David M. Brady, ND, CCN, DACBN, IFMCP, FACN and Cristiana Paul, MS

Introduction

Recently a small, preclinical study by Maric T et. al., 2022¹ has gained a lot of media attention, due to claims that the study has found a potential link between supplementation with nicotinamide riboside (NR) and the risk of developing cancer and metastasis in immunocompromised mice inoculated with an aggressive type of breast cancer cells.

This, and any individual study’s findings, need to be considered alongside the totality of evidence available to date. This animal study alone cannot be used as a predictor of human reactions in various cancer-related circumstances. There are other studies that arrived to opposing conclusions and arguments regarding the potential effects of NR on cancer development, cancer treatment and its side-effects, as well as long term risk of developing cancer.^2-10

These effects should be put in perspective with the rationale of supplementing with NR, a precursor to nicotinamide adenine dinucleotide (NAD). The goal of such supplementation is to mitigate its age-related reduction in NAD tissue contents.^16-19 This, in turn may promote healthy aging, mitigate age-related degenerative diseases, and reduce some of the age-related decline in various organ functions.^20-55 This is not surprising since NAD is a key player in cellular metabolism, being found in the nucleus, cytosol, and mitochondria.  It participates in thousands of biochemical reactions, notably ATP synthesis and repair of damaged DNA.^48,50

Questionable Methods Used in the Study by Maric T et al., 2022¹

The form of NR used in the in vitro study was stated to be NR chloride salt, which was shown to have an enhanced uptake by cancer cells. As cancer cells tend to have a higher metabolic activity, it is not surprising they have a higher demand of mitochondrial cofactors such as NAD precursors. However, the in vitro application of NR chloride salt may not represent what happens when this compound is taken orally, after which it is cleaved from the chloride ion in the gut during absorption and processed by the liver. It is not clear how the in vitro concentration of NR chloride salt translates into oral NR doses.

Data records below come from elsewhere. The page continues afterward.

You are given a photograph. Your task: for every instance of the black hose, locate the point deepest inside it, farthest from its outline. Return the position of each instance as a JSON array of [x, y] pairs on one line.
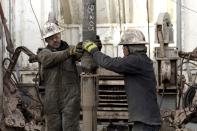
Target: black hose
[[189, 96]]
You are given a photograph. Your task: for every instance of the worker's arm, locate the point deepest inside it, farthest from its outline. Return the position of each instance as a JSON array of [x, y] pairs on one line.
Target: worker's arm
[[120, 65], [48, 58]]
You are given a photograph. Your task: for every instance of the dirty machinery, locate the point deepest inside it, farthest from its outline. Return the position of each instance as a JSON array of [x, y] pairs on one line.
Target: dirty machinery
[[22, 109], [170, 80]]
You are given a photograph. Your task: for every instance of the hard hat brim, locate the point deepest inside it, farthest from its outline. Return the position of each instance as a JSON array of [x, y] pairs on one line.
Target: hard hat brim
[[53, 33]]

The mouse diet in the Maric T. et al. 2022¹ study was high in carbohydrates (the standard chow “SAFE 150” contains 66% carbs from 72% cereals) and may have contributed to the aggressive cancer development in mice that were already predisposed being immunocompromised. Many types of tumors have been found to thrive on glucose, but less so on lower carbohydrate or ketogenic diets. NAD is a cofactor in glucose processing, so its effects on the metabolism of tumor cells greatly depend on the glucose/carbohydrate intake.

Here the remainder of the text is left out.